VAGOsolutions FC-SauerkrautLM-7b-beta Overview
FC-SauerkrautLM-7b-beta is a 7 billion parameter function-calling model, a collaborative effort between VAGO solutions and Hyperspace.ai. It is built upon the openchat/openchat-3.5-0106 architecture and has been enhanced with a focus on function calling capabilities.
Key Capabilities and Training Innovations
- Function Calling: The model is specifically trained with a dedicated function calling dataset, making it adept at interpreting user requests and generating appropriate tool calls. Multiple branches are provided for different configurations (e.g., Laser 3, 4, 8, 16 layers) to optimize function calling performance.
- Novel Training Technique (LaserRMT): It utilizes a unique training strategy called LaserRMT, which involves partially freezing the model based on a laser-like analysis. This method aims to optimize the no free lunch theorem, prevent catastrophic forgetting, and improve specific skills like mathematical abilities without degrading overall performance.

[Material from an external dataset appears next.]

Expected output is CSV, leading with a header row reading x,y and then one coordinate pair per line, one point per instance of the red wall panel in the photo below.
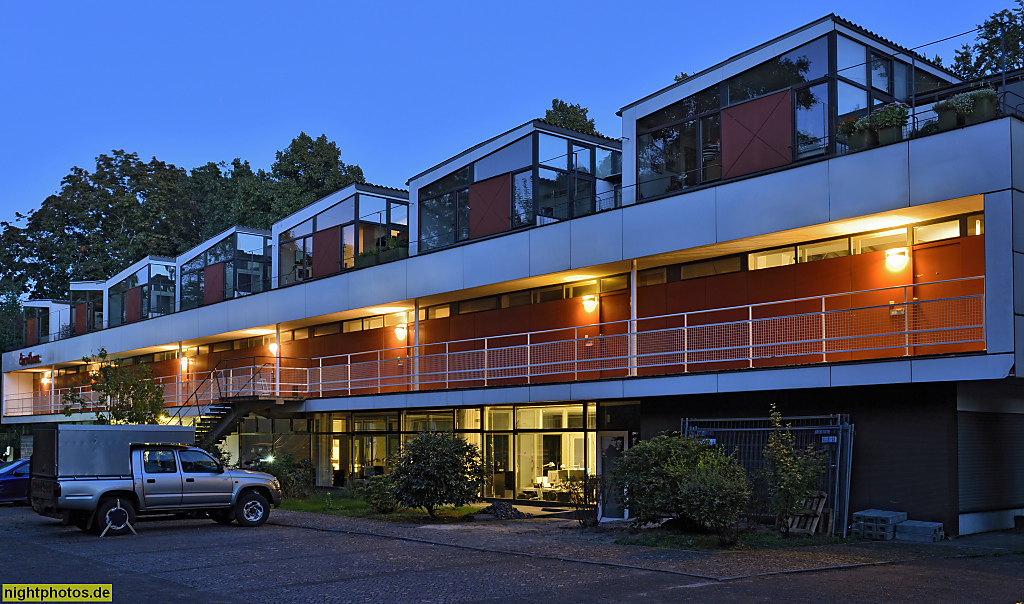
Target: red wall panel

- Multilingual Support: The model supports both German and English, with improved German language skills.
- Alignment: Fine-tuned using Supervised Fine-Tuning (SFT) and aligned with Direct Preference Optimization (DPO).
Performance and Use Cases
While function calling is its primary focus, the model also shows competitive general language understanding. The Laser 3 layer variant achieved the best benchmark results among the provided branches, with an average score of 66.82 across various benchmarks including ARC, HellaSwag, MMLU, TruthfulQA, Winogrande, and GSM8K. This model is ideal for developers looking to integrate robust function-calling capabilities into their applications, particularly in German and English contexts, and for those interested in exploring models trained with innovative optimization techniques.